= Alpha mapping =

Technique in 3D computer graphics

Alpha mapping or transparency mapping is a technique in 3D computer graphics involving the use of texture mapping to designate the amount of transparency/translucency of areas in a certain object.

Alpha mapping is used when the given object's transparency is not consistent: when the transparency amount is not the same for the entire object and/or when the object is not entirely transparent. If the object has the same level of transparency everywhere, one can either use a solid-color alpha texture or an integer value.

The alpha map is often encoded in the alpha channel of an RGBA texture used for coloring, but can also exist as a standalone greyscale or coloured texture. An alpha map is often used in conjunction with a textured flat surface as part of billboarding.

== Blending methods ==
Alpha mapping is typically used in combination with blending operations in the rendering pipeline to combine transparent fragments with background colors.
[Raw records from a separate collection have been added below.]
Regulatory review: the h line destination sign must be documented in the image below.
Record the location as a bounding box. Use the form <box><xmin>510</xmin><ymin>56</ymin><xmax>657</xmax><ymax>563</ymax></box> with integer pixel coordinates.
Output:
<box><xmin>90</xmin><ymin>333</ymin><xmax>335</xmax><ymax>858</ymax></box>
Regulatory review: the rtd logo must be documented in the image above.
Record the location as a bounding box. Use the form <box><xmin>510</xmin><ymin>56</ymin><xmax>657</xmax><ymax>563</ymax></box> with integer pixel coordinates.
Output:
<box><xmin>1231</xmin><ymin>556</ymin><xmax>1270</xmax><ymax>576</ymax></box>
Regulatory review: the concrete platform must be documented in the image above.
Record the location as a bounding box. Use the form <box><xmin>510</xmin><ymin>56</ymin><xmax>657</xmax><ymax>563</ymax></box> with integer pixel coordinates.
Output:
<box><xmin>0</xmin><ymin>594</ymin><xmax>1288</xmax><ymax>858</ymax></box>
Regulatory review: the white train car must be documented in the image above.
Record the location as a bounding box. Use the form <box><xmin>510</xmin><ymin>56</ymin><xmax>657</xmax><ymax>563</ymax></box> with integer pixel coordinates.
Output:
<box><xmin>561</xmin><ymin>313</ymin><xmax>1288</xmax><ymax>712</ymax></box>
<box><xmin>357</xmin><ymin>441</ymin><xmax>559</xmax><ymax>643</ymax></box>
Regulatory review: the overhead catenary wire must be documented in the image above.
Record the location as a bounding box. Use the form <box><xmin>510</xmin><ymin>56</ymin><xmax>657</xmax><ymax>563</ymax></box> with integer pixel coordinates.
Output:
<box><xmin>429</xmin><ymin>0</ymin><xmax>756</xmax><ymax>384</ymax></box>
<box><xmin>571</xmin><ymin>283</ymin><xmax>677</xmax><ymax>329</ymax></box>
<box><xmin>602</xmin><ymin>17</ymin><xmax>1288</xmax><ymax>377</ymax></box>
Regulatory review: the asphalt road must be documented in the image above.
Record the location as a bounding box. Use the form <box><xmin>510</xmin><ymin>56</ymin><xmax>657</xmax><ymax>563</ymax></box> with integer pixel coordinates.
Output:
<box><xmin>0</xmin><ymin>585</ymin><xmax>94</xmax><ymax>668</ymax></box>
The most common approach is alpha blending, where the final pixel color is computed by mixing the source color with the destination color based on the alpha value.

In real-time graphics systems, different blending modes can be selected depending on the desired visual effect, such as standard transparency, additive blending for effects like fire or light glows, or multiplicative blending for shading overlays. Graphics APIs such as OpenGL and Direct3D define these blending operations as part of their fixed-function or programmable pipelines.